Can you explain the concept of repudiatory breach by an employer and how it relates to confidentiality in employment contracts?

Juliette: Sure. So a repudiatory breach by an employer can take the form of either reducing an employee's pay or not paying them at all, and demoting an employee without fair warning or reason, and making unreasonable changes to an employee's working hours or even a change in the place of work.  

In a constructive, unfair dismissal situation, the employee essentially resigns in response to the employer's repudiatory breach of their employment contract and the employee is entitled to treat themselves as dismissed as a consequence and then essentially all of the contractual obligations under the employee's employment contract essentially fall away.
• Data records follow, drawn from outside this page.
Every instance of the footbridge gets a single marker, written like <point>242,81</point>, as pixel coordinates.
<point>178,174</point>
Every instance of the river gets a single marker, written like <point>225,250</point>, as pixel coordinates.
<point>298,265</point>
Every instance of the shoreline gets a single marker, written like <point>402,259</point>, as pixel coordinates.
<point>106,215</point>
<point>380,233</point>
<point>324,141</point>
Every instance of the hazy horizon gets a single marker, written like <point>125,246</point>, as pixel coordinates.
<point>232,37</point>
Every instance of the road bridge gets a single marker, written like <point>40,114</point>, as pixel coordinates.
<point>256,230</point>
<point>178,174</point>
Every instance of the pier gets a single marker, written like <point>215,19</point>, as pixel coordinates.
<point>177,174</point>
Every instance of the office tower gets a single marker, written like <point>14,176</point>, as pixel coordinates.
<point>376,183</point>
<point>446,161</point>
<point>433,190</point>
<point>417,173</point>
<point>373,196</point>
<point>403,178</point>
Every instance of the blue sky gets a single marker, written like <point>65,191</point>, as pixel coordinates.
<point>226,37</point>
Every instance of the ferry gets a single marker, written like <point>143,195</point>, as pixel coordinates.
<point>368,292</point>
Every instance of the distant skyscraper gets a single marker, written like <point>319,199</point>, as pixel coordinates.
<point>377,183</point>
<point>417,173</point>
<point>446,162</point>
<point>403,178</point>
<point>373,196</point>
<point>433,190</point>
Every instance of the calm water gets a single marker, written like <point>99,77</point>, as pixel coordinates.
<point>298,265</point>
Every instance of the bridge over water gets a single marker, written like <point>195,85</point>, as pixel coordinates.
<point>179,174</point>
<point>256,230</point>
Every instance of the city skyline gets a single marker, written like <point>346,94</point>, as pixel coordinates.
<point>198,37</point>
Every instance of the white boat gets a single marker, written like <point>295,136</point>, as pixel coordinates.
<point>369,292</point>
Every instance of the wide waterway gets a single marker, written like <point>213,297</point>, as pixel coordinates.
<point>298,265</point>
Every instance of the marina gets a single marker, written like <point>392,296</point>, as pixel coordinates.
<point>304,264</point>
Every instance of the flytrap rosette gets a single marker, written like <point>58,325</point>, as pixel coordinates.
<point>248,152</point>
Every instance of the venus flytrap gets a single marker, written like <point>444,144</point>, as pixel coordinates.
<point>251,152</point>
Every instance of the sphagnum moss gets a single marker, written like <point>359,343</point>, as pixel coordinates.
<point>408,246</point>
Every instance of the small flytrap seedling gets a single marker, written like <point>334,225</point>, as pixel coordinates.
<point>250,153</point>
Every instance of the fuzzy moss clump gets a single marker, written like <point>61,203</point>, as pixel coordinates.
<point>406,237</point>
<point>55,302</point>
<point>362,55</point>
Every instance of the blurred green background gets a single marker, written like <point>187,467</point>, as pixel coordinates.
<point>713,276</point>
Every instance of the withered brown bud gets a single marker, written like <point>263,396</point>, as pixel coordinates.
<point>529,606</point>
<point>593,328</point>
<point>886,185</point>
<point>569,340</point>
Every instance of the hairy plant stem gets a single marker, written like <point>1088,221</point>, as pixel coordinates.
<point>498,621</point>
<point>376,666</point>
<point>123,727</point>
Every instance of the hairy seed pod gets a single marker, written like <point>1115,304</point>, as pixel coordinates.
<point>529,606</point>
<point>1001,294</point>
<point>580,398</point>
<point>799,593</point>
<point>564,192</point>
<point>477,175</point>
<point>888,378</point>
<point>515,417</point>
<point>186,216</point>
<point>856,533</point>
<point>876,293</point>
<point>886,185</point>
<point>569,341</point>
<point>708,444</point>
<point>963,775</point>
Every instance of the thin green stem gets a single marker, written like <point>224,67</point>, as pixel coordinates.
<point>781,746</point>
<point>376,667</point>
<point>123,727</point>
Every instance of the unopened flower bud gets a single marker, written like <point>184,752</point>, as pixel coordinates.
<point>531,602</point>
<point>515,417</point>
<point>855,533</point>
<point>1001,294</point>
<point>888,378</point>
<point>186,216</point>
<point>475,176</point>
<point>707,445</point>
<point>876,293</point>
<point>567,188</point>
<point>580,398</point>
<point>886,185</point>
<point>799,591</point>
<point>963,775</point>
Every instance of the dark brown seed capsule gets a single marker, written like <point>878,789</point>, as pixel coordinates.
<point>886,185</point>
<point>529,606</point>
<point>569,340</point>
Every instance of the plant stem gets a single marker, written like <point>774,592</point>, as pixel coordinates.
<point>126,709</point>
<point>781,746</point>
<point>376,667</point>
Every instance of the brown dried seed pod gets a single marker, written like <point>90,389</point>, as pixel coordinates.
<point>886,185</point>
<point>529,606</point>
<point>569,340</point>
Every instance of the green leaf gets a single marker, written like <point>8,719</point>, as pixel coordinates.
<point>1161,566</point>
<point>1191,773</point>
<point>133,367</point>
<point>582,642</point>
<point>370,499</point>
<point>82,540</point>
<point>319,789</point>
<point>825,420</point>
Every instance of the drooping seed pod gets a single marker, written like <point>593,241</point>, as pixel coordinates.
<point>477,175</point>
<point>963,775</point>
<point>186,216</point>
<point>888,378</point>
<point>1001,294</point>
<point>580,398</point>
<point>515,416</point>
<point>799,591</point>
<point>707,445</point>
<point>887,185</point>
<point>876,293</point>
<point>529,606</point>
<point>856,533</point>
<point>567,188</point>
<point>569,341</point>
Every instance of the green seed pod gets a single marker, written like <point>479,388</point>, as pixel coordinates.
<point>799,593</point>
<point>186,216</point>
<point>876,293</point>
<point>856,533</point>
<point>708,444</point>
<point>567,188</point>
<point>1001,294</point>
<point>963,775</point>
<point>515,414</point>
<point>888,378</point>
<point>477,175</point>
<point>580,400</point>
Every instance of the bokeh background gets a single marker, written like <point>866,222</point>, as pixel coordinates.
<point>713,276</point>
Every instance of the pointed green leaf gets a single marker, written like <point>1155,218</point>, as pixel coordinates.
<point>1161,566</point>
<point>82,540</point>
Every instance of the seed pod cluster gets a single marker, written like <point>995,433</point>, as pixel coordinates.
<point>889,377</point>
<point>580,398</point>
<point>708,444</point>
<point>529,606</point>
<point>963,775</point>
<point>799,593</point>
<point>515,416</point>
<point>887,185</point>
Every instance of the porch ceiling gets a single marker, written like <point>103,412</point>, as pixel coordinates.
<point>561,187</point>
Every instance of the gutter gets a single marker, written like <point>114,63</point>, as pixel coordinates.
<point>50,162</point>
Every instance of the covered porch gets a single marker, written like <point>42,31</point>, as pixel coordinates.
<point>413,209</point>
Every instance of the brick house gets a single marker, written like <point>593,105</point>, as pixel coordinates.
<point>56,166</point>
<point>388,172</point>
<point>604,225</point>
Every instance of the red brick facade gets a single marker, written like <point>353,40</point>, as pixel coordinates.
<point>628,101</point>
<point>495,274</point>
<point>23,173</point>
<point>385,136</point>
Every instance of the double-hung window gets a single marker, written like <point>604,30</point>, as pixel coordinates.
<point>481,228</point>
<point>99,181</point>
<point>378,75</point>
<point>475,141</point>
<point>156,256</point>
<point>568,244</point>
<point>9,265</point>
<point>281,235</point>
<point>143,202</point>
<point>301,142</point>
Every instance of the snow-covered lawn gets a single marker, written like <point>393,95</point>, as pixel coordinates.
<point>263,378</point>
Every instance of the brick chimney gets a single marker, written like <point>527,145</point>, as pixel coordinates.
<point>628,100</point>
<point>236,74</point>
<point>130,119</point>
Then the effect of this is that an employer cannot force any of the post-termination restrictions contained in the employee's contract of employment against the former employee and any other terms, that are intended to survive termination, essentially can't survive termination.  

So it's really important that employers tread carefully and don't unwittingly commit a repudiatory breach of an employee's employment contract, because essentially it means that they're going to have a real difficulty in protecting their confidential information post termination of that employee's employment. 

And finally, are there any business implications for an employer who fails to protect their confidential information?

Caroline: The issue that we can sometimes see with companies that come to us is that they haven't taken steps to put in contracts of employment or they haven't put in any other protection, protective measures, which Juliette has mentioned to highlight what is confidential, what information do they want to protect from the outside world and protect from their competitors and those kind of situations?  

It can be very difficult to protect the use of confidential information by individuals after they leave employment. So while employees can be your greatest assets, sometimes they can be your biggest risk. We often ask employers to imagine if your best sales people or technical staff or innovators left to set up to set up a new business and competition or to go to your biggest competitor for imagine what damage they could do. If you haven't taken steps in advance to ensure that your confidential information and trade secrets are protected when they leave. The business needs to consider in advance what they actually consider is confidential and informal. Confidential information and trade secrets, what information they want to protect and ensure that other people cannot obtain the benefit of. Because quite often this confidential information, if it's a formula or a process or client lists, these are things which have taken, you know, years or even decades to perfect and you don't want to just give that to an employee and allow them to take that to a new employer and obtain the benefit of them.  

So from our perspective there can be a huge amount of damage done by departing employees who take confidential information. If employers haven't set up the right systems to make sure that employees know that this is confidential, that it's not meant to be supplied with the outside world or to new employers and also set up the contractual regime. Just make sure that it's clear in the contract that they have the contract signed and kept, so that there is a clear regime for dealing with these matters. If the employee decides to leave in the future, then it's very clear there's a line in the sand as to who owns what and as an employer, you can say, “this is my information. The confidential information is as much our property as our laptops or mobile phones or other devices. This is our confidential information and you have to return it and you cannot use it after you leave”. 

That's a good point well made. Caroline and Juliette, thank you very much for your time.